Fit the nearest neighbors estimator from the training dataset.

Parameters

Parameters
  • X – array-like or h5py file handle. Training Data of shape (n_samples, n_features) or (n_samples, n_samples) if metric=’precomputed’

  • y – Ignored. Only present by convention

Returns

Return self

NearestNeighbor The fitted nearest neighbors estimator.

simbsig.neighbors.NearestNeighbors.NearestNeighbors.kneighbors(self, X=None, n_neighbors=None, return_distance=True, sort_results=False)

Find the K-neighbors of a point, with K=n_neighbors. Returns indices (including or not corresponding distances) of the K-neighbors.

Parameters

Parameters
  • X – array-like or h5py file handle, shape (n_queries, n_features), or (n_queries, n_indexed) if metric == ‘precomputed’, default=None The query point or points. If not provided, neighbors of each indexed point are returned, excluding itself.

  • n_neighbors – int, default=None Number of neighbors to search for. By default, the value passed to the constructor is used.

  • return_distance – bool, default=True Should the distances between the point and its neighbors be returned or not.

  • sort_results – bool, default=False Should the nearest neighbors be sorted by increasing distance to the query point or not. Note that if return_distance=False`and `sort_results=True, an error will be returned.

Returns

Return neigh_ind

ndarray of shape (n_queries, n_neighbors) storing indices of the nearest neighbors in the population matrix.

Return neigh_dist

ndarray of shape (n_queries, n_neighbors) If return_distance=True: array representing the distances to points.

simbsig.neighbors.NearestNeighbors.NearestNeighbors.radius_neighbors(self, X=None, radius=None, return_distance=True, sort_results=False)

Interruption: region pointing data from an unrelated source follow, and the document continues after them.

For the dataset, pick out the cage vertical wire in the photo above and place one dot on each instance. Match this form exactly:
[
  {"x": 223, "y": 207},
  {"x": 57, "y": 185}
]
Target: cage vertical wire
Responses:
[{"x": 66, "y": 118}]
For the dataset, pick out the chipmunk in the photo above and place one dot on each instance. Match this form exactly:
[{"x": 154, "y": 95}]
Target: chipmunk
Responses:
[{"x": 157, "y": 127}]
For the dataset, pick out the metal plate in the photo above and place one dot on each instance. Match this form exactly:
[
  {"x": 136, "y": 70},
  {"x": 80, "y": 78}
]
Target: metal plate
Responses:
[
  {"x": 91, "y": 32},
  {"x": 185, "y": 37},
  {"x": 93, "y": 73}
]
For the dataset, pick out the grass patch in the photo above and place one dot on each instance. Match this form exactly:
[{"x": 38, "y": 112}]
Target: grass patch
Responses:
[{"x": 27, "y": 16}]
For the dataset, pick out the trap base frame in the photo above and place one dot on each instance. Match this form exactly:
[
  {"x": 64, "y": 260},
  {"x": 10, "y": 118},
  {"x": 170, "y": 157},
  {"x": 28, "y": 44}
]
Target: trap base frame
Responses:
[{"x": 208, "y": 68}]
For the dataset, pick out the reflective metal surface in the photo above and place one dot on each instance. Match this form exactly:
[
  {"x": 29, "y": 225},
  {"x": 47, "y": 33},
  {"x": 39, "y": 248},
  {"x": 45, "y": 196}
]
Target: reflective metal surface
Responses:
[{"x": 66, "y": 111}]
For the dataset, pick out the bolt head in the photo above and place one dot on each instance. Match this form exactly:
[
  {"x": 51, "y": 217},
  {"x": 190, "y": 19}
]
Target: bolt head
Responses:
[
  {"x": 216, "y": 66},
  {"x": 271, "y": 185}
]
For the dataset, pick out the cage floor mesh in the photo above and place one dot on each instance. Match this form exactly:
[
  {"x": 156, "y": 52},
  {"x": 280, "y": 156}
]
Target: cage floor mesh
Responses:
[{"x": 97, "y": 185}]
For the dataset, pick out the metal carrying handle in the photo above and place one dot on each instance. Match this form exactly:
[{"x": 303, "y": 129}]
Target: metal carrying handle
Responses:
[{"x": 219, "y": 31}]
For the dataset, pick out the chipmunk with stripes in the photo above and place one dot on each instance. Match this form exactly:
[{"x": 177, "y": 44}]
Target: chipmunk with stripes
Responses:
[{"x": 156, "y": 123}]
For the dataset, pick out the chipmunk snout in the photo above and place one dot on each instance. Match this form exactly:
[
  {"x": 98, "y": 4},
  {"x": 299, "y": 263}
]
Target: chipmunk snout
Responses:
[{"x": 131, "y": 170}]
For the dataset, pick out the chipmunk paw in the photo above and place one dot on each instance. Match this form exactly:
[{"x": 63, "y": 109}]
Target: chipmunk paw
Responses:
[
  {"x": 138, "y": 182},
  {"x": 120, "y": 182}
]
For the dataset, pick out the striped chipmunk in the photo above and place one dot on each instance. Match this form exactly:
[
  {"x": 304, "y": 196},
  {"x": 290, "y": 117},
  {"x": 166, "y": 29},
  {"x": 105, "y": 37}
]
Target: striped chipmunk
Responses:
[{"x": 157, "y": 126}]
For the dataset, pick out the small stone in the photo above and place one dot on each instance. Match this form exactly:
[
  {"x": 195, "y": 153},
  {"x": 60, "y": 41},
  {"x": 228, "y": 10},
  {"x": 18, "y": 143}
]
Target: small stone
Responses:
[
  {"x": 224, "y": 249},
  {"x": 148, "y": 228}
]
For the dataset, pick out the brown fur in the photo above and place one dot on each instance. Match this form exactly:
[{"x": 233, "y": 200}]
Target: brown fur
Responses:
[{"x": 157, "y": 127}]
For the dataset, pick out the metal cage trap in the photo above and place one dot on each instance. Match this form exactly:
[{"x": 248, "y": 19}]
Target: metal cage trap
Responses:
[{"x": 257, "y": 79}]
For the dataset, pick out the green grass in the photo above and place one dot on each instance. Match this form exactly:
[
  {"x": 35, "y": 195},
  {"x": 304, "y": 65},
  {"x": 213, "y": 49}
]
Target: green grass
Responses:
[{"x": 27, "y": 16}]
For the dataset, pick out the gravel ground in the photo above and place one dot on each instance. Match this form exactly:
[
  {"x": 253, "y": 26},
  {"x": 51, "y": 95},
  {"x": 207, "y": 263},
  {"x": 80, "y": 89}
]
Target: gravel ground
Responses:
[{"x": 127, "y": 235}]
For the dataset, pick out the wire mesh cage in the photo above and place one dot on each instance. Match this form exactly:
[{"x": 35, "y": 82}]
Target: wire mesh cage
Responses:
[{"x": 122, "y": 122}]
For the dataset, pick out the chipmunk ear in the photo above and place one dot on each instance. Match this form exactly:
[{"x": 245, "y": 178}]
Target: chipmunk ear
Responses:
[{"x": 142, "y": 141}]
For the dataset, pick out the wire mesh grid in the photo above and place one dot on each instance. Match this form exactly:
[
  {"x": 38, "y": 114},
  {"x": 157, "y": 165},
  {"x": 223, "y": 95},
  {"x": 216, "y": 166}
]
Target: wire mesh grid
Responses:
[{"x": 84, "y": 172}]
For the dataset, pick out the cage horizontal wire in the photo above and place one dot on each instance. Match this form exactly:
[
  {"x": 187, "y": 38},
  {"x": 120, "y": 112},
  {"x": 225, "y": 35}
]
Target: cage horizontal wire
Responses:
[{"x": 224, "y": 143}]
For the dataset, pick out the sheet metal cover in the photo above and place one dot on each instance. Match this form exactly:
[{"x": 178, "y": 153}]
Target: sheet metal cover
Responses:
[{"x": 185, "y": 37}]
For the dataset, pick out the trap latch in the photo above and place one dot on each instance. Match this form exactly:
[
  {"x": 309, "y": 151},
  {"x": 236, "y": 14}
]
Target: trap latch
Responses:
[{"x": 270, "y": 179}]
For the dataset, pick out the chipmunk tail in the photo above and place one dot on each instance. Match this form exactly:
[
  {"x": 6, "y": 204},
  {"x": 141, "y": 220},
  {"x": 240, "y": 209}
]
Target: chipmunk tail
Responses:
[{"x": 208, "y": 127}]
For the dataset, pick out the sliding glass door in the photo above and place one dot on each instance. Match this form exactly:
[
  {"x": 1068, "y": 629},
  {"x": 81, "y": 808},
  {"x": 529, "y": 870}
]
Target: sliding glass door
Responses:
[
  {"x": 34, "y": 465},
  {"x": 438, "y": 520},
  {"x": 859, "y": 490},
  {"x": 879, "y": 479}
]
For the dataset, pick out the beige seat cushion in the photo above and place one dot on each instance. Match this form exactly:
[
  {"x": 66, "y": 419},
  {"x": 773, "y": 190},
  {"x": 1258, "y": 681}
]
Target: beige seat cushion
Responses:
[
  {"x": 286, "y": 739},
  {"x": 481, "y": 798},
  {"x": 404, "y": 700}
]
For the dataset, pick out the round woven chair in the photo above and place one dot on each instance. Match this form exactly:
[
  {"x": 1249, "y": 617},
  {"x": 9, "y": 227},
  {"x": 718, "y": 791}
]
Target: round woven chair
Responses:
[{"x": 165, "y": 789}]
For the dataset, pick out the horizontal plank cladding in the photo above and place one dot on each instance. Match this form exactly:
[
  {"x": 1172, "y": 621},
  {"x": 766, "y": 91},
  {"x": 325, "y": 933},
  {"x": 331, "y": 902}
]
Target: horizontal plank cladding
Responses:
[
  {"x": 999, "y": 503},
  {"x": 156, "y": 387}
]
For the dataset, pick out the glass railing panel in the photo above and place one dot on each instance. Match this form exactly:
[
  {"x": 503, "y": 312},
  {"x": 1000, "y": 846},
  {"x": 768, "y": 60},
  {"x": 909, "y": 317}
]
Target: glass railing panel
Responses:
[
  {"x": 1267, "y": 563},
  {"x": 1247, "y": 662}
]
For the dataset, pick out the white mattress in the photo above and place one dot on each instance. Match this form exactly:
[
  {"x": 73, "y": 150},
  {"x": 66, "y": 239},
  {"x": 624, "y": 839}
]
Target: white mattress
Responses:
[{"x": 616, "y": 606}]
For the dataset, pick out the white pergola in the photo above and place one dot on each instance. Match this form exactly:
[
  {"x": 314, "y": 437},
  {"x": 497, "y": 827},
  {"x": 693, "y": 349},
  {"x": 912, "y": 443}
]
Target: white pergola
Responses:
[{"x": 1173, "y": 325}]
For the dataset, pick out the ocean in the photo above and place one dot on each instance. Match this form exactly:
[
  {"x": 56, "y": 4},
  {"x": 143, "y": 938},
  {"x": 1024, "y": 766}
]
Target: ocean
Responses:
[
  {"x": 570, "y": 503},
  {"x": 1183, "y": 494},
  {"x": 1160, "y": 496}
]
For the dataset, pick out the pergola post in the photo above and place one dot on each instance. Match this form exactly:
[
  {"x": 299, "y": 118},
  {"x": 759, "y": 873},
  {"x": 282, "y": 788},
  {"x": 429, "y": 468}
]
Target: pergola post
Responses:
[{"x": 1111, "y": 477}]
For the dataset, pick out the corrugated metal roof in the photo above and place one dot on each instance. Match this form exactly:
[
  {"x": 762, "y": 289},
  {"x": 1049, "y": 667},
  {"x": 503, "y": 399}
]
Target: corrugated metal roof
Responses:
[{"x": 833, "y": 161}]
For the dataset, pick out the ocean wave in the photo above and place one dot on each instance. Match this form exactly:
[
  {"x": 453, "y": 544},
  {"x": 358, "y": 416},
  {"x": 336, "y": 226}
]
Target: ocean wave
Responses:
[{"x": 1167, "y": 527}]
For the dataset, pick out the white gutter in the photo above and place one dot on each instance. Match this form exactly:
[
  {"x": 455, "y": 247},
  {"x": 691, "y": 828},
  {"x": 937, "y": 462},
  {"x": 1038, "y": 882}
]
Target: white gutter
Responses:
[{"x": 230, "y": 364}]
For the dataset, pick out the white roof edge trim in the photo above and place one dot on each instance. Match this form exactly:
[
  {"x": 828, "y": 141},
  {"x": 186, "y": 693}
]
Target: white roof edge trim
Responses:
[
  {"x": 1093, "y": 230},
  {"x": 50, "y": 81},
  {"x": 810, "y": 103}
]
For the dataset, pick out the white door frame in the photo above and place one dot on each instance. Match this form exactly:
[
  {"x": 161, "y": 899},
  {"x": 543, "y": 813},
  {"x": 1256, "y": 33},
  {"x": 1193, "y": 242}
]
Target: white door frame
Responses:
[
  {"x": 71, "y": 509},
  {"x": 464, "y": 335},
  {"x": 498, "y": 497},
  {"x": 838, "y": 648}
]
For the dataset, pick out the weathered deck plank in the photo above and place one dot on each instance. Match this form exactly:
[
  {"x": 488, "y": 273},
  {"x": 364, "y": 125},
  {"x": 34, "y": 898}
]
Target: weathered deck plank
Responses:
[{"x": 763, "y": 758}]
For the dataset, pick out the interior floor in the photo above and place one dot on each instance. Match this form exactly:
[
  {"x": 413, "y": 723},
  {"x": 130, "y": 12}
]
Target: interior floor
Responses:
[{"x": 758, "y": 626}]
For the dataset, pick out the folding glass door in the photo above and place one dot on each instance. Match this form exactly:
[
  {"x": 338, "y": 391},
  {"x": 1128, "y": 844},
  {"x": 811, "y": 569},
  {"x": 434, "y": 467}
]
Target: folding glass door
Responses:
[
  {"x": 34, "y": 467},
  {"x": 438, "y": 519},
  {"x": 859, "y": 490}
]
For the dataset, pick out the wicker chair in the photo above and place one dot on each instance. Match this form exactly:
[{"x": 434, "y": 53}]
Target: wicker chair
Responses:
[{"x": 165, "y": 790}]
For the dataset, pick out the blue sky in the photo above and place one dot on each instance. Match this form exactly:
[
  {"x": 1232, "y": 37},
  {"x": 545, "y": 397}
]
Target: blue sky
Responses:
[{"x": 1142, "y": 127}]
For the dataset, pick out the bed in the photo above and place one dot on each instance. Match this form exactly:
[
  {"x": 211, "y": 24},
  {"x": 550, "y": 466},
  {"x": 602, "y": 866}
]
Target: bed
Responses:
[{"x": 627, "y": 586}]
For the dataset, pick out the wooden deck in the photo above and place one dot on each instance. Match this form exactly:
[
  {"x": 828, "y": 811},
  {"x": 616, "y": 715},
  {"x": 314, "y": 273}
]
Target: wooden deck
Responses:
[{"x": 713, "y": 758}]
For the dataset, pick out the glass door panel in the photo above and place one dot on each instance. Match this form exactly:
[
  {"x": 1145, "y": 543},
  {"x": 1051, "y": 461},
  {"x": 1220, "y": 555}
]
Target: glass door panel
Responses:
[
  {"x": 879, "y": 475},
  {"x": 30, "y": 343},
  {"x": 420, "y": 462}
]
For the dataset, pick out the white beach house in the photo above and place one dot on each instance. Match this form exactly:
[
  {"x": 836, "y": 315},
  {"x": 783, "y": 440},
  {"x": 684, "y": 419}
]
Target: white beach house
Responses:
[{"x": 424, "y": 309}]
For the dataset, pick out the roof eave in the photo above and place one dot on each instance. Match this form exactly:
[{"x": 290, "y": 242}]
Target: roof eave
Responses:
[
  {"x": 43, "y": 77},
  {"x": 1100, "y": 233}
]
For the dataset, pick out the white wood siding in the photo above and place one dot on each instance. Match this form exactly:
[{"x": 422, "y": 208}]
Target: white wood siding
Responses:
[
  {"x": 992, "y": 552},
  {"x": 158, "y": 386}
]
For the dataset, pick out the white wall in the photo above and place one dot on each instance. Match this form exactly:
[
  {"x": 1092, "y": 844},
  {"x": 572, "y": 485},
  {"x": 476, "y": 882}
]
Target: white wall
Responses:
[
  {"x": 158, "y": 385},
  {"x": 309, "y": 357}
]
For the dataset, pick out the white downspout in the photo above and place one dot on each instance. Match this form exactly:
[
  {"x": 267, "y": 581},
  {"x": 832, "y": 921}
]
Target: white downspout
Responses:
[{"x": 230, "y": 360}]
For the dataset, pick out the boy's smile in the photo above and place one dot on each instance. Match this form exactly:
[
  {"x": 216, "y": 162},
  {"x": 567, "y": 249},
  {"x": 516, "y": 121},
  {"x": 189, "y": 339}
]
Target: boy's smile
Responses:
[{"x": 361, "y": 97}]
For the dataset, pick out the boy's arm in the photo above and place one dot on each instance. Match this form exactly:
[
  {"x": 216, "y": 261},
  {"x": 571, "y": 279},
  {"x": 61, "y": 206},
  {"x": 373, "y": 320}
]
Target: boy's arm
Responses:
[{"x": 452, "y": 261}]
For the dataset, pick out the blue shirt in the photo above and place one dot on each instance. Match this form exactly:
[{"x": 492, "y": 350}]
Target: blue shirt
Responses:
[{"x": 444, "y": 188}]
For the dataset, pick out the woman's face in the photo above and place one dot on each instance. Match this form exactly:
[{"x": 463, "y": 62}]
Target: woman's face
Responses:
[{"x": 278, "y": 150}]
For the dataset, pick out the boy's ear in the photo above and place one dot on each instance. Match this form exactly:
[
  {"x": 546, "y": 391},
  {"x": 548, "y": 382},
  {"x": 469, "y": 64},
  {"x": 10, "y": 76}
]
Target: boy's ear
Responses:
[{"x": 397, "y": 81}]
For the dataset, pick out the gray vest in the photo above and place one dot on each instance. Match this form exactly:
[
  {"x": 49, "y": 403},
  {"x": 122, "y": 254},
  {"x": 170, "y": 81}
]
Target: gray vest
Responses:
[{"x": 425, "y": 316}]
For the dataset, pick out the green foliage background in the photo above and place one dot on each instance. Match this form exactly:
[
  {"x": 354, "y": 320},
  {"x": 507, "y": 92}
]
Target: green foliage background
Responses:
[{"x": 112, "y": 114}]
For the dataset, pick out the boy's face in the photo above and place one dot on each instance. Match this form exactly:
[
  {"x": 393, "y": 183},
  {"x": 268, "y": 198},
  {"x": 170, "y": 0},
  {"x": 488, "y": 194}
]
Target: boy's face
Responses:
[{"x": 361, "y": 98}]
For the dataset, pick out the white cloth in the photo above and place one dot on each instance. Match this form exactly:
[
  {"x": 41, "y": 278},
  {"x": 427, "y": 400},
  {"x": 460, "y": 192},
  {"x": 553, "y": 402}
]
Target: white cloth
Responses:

Find the neighbors within a given radius of a point or points. Returns indices (including or not corresponding distances) of the neighbors lying in or on the boundary of a ball with size radius around the points of the query array. Note that the result points might not be sorted by distance to their query point.

Parameters

Parameters
  • X – array-like or h5py file handle of (n_samples, n_features), default=None The query point or points. If not provided, neighbors of each indexed point are returned, excluding itself.

  • radius – float, default=None Dimension of the neighboring space in which the search is performed. By default, the value passed to the constructor is used.

  • return_distance – bool, default=True Should the distances between the point and its neighbors be returned or not.

  • sort_results – bool, default=False Should the nearest neighbors be sorted by increasing distance to the query point or not. Note that if return_distance=False`and `sort_results=True, an error will be returned.

Returns

Return neigh_dist

ndarray of shape (n_samples,) representing the distances to points. Only present if return_distance=True.

Return neigh_ind

ndarray of shape (n_samples,) of arrays of indices of the approximate nearest points that lie within or at the border of a ball of size radius around the query points.

Results from different points may not collect the same number of neighbors and therefore may not fit in a standard array. To overcome this problem efficiently, radius_neighbors returns an array containing 1D arrays of indices or distances.